First, please correct the spelling of "Holodomor" (misspelled as
"Holomodor" on that page). [Now corrected: LN]

Second, the Famine of 1932-33 was not ever referred to as the "Great
Hunger" as far as I know. It was previously known as the "Great Famine", which is quite different. More importantly, both those terms for it are inaccurate, since the actual meaning of "Holodomor" is not conveyed in either one.

"Holod" is the Ukrainian word for starvation, hunger, or famine. However, when one is "holodnyi", one is "starving," not just "slightly hungry". Thus, "holod" really is an extreme form of hunger and is better translated as "famine".

The "mor" part of "Holodomor" comes from one of two words: "mor" --
meaning pestilence or plague and/or "morduvaty" -- meaning to torture or
torment.

In fact, the word "Holodomor" was coined to mean "murder by famine".

The point of replacing the term "Great Famine" with "Holodomor" was to convey that it was a deliberate genocide of the Ukrainian people, not just an unavoidable and naturally occurring famine, which, of course, it wasn't.

Lindsey Baker said...

Linda--Good post!

Last week a group of MD, DE, and DC Museum Professionals visited the Tenement Museum and the 9/11 Memorial and Museum. We met with Sonnett at the 9/11 MM and it was interesting to listen to her discuss the challenges of interpreting (or planning to interpret) history that is so recent that academics haven't yet "done" their work.

I think speaking with her and reading your post have reminded me of the important role that Museums play in interpreting history and communicating it's importance to the public. You're right, we shouldn't just wait until we're given the go-ahead by academic historians, but rather become a community center where a multitude of voices can be heard.

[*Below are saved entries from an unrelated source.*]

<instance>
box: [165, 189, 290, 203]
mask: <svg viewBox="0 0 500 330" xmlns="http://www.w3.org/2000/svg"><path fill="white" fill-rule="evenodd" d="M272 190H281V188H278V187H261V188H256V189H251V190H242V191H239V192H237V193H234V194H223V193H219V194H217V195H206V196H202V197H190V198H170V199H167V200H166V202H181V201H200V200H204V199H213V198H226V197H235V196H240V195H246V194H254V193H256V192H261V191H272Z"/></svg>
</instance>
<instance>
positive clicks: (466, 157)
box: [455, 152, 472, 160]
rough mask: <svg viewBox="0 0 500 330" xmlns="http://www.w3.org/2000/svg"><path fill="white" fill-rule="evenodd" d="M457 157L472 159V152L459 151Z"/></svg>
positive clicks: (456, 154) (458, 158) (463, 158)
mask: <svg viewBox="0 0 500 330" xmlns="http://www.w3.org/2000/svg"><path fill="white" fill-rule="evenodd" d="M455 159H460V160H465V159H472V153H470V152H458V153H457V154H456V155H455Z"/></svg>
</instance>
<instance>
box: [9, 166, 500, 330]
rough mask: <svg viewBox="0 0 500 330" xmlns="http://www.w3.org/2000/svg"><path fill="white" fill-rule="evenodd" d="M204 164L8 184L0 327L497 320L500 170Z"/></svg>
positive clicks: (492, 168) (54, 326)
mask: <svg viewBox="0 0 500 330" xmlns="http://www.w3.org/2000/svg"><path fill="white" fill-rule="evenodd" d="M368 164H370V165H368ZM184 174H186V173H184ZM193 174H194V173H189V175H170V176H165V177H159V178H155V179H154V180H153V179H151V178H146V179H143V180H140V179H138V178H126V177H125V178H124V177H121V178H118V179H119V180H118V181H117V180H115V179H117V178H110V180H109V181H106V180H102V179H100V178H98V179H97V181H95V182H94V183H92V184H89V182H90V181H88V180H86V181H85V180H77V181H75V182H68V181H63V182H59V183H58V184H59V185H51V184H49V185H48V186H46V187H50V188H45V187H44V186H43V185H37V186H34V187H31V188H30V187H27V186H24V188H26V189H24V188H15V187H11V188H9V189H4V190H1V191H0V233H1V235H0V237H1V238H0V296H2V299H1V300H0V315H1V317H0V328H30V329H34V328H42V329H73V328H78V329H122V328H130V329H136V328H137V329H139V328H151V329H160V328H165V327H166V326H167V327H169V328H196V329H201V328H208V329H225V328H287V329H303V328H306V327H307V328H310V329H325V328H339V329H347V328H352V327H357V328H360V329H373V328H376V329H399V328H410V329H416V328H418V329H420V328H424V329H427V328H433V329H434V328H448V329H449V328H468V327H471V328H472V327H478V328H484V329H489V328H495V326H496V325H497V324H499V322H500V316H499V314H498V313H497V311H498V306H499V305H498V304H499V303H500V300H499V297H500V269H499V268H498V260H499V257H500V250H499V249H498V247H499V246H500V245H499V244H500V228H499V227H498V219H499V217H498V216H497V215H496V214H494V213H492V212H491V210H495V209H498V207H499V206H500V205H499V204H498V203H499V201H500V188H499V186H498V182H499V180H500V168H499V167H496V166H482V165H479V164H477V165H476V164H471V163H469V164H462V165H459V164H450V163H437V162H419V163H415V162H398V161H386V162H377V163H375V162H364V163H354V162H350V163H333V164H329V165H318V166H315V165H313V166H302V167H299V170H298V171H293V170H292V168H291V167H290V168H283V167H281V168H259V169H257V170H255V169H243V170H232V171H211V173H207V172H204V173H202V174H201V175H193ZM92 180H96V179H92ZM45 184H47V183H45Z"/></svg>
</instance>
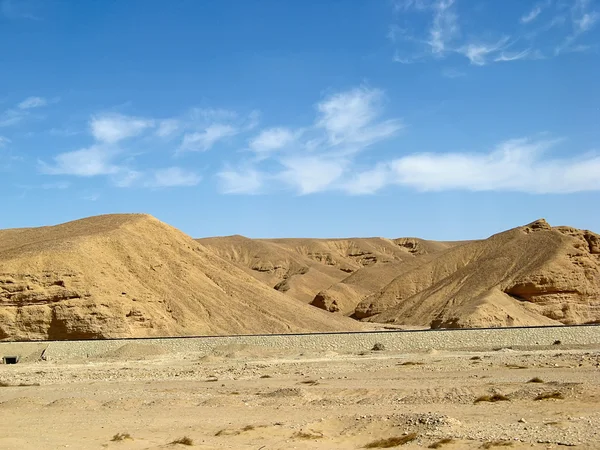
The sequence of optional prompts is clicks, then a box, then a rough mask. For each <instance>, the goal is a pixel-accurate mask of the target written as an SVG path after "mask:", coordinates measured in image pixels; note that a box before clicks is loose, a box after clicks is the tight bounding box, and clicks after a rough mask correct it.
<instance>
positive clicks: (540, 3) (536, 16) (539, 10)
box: [520, 3, 544, 23]
mask: <svg viewBox="0 0 600 450" xmlns="http://www.w3.org/2000/svg"><path fill="white" fill-rule="evenodd" d="M543 7H544V4H541V3H538V4H537V5H535V6H534V7H533V9H531V10H530V11H529V12H528V13H526V14H523V15H522V16H521V19H520V20H521V23H529V22H533V21H534V20H535V19H537V17H538V16H539V15H540V14H541V13H542V9H543Z"/></svg>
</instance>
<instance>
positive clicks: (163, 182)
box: [145, 167, 202, 188]
mask: <svg viewBox="0 0 600 450" xmlns="http://www.w3.org/2000/svg"><path fill="white" fill-rule="evenodd" d="M201 180H202V177H201V176H200V175H198V174H197V173H195V172H192V171H189V170H186V169H182V168H181V167H168V168H166V169H158V170H154V171H153V172H151V174H150V179H149V180H148V181H146V182H145V184H146V186H148V187H159V188H161V187H180V186H196V185H197V184H198V183H200V181H201Z"/></svg>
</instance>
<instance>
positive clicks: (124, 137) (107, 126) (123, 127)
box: [90, 113, 154, 144]
mask: <svg viewBox="0 0 600 450" xmlns="http://www.w3.org/2000/svg"><path fill="white" fill-rule="evenodd" d="M152 126H154V121H153V120H150V119H142V118H139V117H132V116H125V115H123V114H114V113H111V114H102V115H98V116H94V117H92V119H91V120H90V129H91V132H92V135H93V136H94V138H95V139H96V140H98V141H100V142H105V143H107V144H115V143H117V142H119V141H122V140H123V139H127V138H131V137H134V136H138V135H140V134H141V133H142V132H144V131H145V130H146V129H147V128H150V127H152Z"/></svg>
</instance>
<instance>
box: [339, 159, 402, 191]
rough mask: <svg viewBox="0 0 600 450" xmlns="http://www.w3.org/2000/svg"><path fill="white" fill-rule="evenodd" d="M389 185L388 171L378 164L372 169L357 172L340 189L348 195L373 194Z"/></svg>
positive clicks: (345, 182)
mask: <svg viewBox="0 0 600 450" xmlns="http://www.w3.org/2000/svg"><path fill="white" fill-rule="evenodd" d="M389 183H390V169H389V167H388V166H387V164H379V165H377V166H376V167H375V168H373V169H369V170H365V171H363V172H358V173H357V174H356V175H354V176H352V177H351V178H350V180H349V181H347V182H345V183H344V184H343V186H342V189H343V190H344V191H346V192H348V193H349V194H354V195H360V194H373V193H375V192H377V191H378V190H380V189H381V188H383V187H385V186H386V185H388V184H389Z"/></svg>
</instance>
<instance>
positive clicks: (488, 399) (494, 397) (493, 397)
mask: <svg viewBox="0 0 600 450" xmlns="http://www.w3.org/2000/svg"><path fill="white" fill-rule="evenodd" d="M508 401H510V398H508V397H507V396H506V395H502V394H494V395H482V396H481V397H477V398H476V399H475V402H474V403H479V402H491V403H495V402H508Z"/></svg>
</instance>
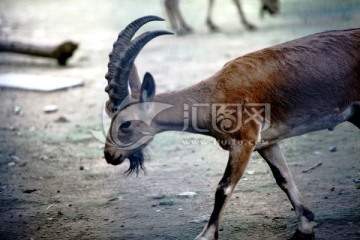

Thanks for the post! It was great!

Linda said...

Lindsey--
Must have been a fascinating NYC trip--and I think for local history organizations it's particularly important to think about how our local history, mostly unwritten in any sort of analytical way, is a great place to begin community conversations--and to connect to those big national and international issues as well. Thanks for the comment!